20 giugno 2017

Suicidio Prato. Il finale tragico di una vicenda maledetta


di Alfredo Incollingo

Il vizio e il crimine vanno spesso insieme e il suicidio è purtroppo il finale tragico di questo drammatico connubio. Questa mattina il corpo senza vita di Marco Prato è stato trovato nella sua cella nel carcere di Velletri, alla vigilia del processo per l'omicidio Varani. E' l'epilogo di una triste storia iniziata nella notte tra il 3 e il 4 marzo 2016. Nel quartiere romano di Collatina, nella periferia est della città, in una palazzina di via Igino Giordani, venne ritrovato il cadavere del ventiduenne Luca Varani. Un festino a base di alcool e di droga degenerò in un omicidio cruento: il giovane venne ucciso dagli amici Marco Prato e Manuel Foffo, dopo averlo seviziato e pugnalato con una coltellata in preda alle allucinazioni. “Eravamo gonfi di alcol e droga, in preda alle allucinazioni, quando io e Marco abbiamo seviziato e ucciso Luca nel pieno di un festino consumato a casa mia. Volevamo vedere l’effetto che fa.” Queste furono le dichiarazioni di Foffo agli inquirenti. Si è trattato di un omicidio “a freddo”, brutale e sadico. Il vizio non ha mai limite e cerca sempre di superare i limiti. Sconvolti dalle allucinazioni, i suoi aguzzini lo hanno torturato e hanno goduto nel vederlo soffrire prima di ucciderlo: l'atto finale di una tragedia. Prato e Foffo avevano premeditato ogni cosa: sotto gli effetti della cocaina volevano dare sfogo al proprio furore. “Dopo aver assunto quasi dieci grammi di coca – dichiarò Foffo agli inquirenti – io e Marco abbiamo siglato un patto, decidendo di uccidere qualcuno. Abbiamo chiesto a Luca di raggiungerci a casa mia.

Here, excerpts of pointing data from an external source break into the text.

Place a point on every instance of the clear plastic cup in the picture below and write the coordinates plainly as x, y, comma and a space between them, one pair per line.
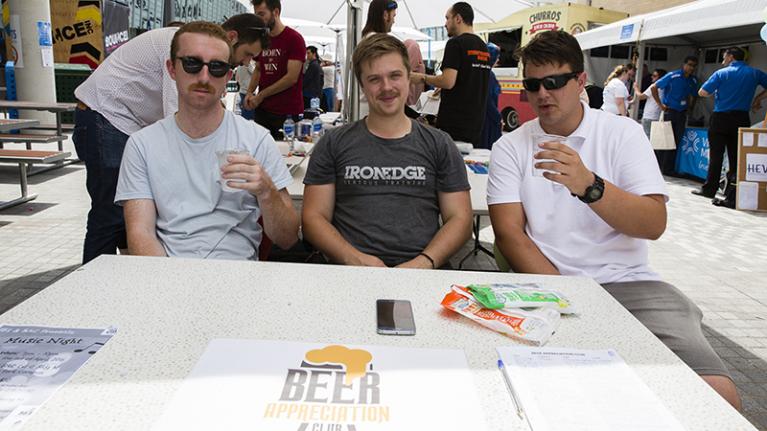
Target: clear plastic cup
539, 139
222, 156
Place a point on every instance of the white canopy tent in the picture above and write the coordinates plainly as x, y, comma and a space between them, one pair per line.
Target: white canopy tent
410, 13
699, 24
700, 21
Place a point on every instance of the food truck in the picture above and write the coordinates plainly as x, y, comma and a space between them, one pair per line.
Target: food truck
516, 30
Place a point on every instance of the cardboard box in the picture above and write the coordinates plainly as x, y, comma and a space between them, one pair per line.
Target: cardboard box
752, 169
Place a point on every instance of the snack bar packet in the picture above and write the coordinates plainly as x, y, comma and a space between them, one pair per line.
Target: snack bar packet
533, 327
499, 296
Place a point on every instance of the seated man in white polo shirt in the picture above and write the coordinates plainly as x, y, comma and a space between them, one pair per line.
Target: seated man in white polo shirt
592, 210
170, 181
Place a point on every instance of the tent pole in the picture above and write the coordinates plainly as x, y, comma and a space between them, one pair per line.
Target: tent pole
410, 14
353, 36
638, 78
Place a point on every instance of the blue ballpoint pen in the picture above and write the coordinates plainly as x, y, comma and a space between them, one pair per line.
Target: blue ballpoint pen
511, 390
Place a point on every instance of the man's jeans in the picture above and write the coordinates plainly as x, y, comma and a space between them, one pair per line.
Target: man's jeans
100, 145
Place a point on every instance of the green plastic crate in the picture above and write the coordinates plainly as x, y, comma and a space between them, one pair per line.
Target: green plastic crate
68, 77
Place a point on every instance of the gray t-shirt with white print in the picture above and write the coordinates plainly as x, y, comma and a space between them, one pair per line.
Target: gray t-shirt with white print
386, 189
195, 218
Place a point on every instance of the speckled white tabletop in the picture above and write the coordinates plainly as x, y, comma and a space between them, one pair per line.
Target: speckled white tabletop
167, 310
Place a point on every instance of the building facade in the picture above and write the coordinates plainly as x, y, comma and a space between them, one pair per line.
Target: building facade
150, 14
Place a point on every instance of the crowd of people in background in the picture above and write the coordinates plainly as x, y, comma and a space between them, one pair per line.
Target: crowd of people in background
674, 95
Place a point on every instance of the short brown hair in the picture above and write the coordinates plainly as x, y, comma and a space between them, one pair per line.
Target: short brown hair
553, 47
376, 46
200, 27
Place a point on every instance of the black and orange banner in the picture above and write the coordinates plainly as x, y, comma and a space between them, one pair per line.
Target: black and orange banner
78, 36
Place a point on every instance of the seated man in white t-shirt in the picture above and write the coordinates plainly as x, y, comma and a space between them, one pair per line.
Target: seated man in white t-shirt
170, 182
593, 210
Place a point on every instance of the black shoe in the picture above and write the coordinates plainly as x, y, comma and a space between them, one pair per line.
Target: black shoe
723, 203
701, 192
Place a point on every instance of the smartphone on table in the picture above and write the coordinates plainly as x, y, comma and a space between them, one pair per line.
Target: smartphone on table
395, 317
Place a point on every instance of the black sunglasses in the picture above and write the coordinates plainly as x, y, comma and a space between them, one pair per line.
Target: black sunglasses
551, 82
194, 65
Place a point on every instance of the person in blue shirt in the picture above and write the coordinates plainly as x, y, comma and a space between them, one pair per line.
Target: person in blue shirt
491, 131
733, 88
680, 88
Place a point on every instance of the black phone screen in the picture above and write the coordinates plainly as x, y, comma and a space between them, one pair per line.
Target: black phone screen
395, 317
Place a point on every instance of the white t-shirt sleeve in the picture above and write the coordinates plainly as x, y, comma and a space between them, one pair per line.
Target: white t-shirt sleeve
505, 173
637, 170
133, 182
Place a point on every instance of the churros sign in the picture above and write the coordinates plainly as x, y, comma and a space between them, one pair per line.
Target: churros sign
332, 388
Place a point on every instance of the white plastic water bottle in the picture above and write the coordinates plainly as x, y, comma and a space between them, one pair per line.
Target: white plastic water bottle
289, 131
316, 129
314, 104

Non so perché lo abbiamo fatto, eravamo in preda al delirio.” Queste parole fanno emergere  la banalità del male, che si nasconde nella quotidianità.
“Uccidere per vedere l'effetto che fa” è la spinta malefica a trovare una via d'uscita ad una esistenza monotona, che ha perso un senso. Il rifugio nella droga, nel sesso e nell'alcool è la soluzione per chi ha smarrito l'orizzonte metafisico e si ritrova in tutti i limiti della vita fisica e terrena. Il caso Varani e il suicidio di Prato ci testimoniano la tragicità di queste storie folli e malate. Il 21 giugno si sarebbe dovuto svolgere la prima udienza per il processo per l'omicidio di Varani, ma ha preferito uscire di scena per sfuggire alle proprie responsabilità. Per uccidersi ha usato una bomboletta di gas, aprendola in un sacchetto e inserendo all'interno la testa. Ha scritto una lettera dove ha dichiarato di esser stato oggetto di menzogne e di soffrire la spettacolarizzazione dei media. A essere malata non è solo la vita quotidiana, ma la stessa società che trae godimento nella cronaca più nera: il sadismo individuale o di gruppo è il riflesso delle manie sociali.